Author: Cyril R Pernet1, Nikolai Belov2, Arnaud Delorme3,4, Alison Zammit5
1 Centre for Clinical Brain Sciences, Edinburgh Imaging, The University of Edinburgh, Edinburgh, UK. email@example.com.
2 Department of Psychology, Otto von Guericke University Magdeburg, Magdeburg, Germany.
3 CerCo, CNRS, Paul Sabatier University, Toulouse, France.
4 SCCN, INC, University of California San Diego, La Jolla, CA, USA.
5 Centre for Clinical Brain Sciences, Edinburgh Imaging, The University of Edinburgh, Edinburgh, UK.

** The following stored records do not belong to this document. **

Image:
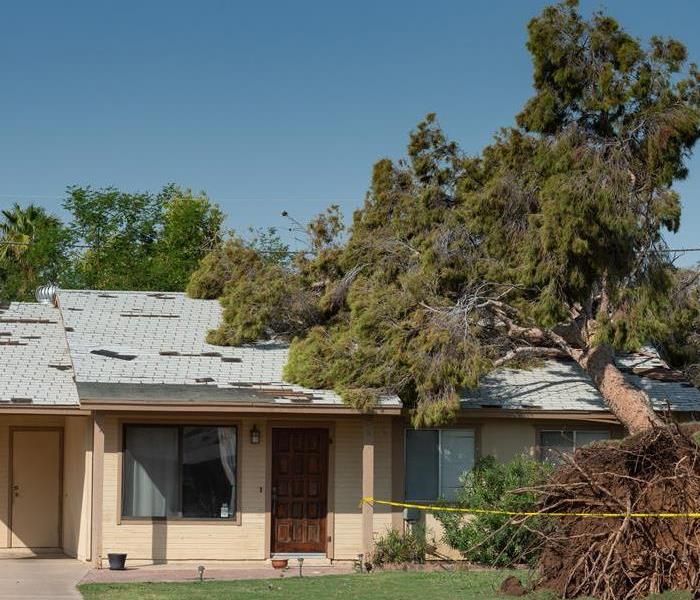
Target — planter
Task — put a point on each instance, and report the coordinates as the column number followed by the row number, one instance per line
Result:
column 116, row 562
column 280, row 563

Conference/Journal: Brain Imaging Behav
Date published: 2021 Feb 24
Other: Special Notes: doi: 10.1007/s11682-021-00453-4. , Word Count: 179
Knowing target regions undergoing strfuncti changes caused by behavioural interventions is paramount in evaluating the effectiveness of such practices. Here, using a systematic review approach, we identified 25 peer-reviewed magnetic resonance imaging (MRI) studies demonstrating grey matter changes related to mindfulness meditation. An activation likelihood estimation (ALE) analysis (n = 16) revealed the right anterior ventral insula as the only significant region with consistent effect across studies, whilst an additional functional connectivity analysis indicates that both left and right insulae, and the anterior cingulate gyrus with adjacent paracingulate gyri should also be considered in future studies. Statistical meta-analyses suggest medium to strong effect sizes from Cohen's d ~ 0.8 in the right insula to ~ 1 using maxima across the whole brain. The systematic review revealed design issues with selection, information, attrition and confirmation biases, in addition to weak statistical power. In conclusion, our analyses show that mindfulness meditation practice does induce grey matter changes but also that improvements in methodology are needed to establish mindfulness as a therapeutic intervention.
Keywords: Grey matter; MRI; Meta‐analysis; Mindfulness meditation; Systematic review.